Convolution is part of the network design though.
Would a fully connected network learn to convolute? Or would it turn out that convolution is not necessary?
The interesting part here isn't the convolution itself, it's how convolutional layers turn out to like "filters" or "detectors" for individual features. This is explained very well in the distill.pub article linked by GP.
We know the architecture of LLMs because we created it, but we don't yet have the same level of understanding about them, or the same quality of analytical tools for reasoning about them.
They do and in fact it's relatively straightforward to show empirically on eg MNIST. The problem is that you need a much much larger network in the FCN case and thus need way more data and way more data augmentation to get a good result that isn't overfit to hell.

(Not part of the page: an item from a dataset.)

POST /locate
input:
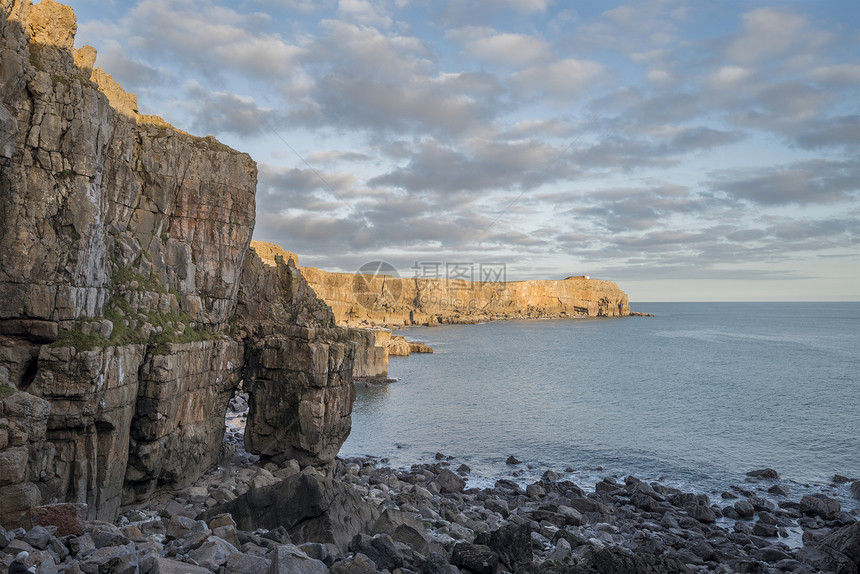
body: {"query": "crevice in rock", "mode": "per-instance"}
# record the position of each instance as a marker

In the case of CNN the reason it works is that an image of an object X is still an image of object X if the X is shifted left or right. The property is translationally invariant. CNN are basically the simplest way to encode translational invariance.
> CNN are basically the simplest way to encode translational invariance
That's the geometric deep learning theory, isn't it? Do you know if there's a list somewhere of exactly what invariance has which ways to simulate it? Like an overview?
The point of using a CNN instead of a FCN is that you force it to learn in a certain way that prevents overfitting. But given a sufficient dataset, and proper data augmentation you would expect a FCN to be able to identify objects regardless of translation. It's just that a CNN would train easier and better, with a smaller network (a FCN doing convolutions would be very wasteful).
That's why traditionally you would pick your architecture to help it learn in a certain way (images=cnn, text=rnn/lstm/gru). But the nice thing about transformers is that they are more general.
We know the architecture of LLMs because we created it, but we don't yet have the same level of understanding about them, or the same quality of analytical tools for reasoning about them.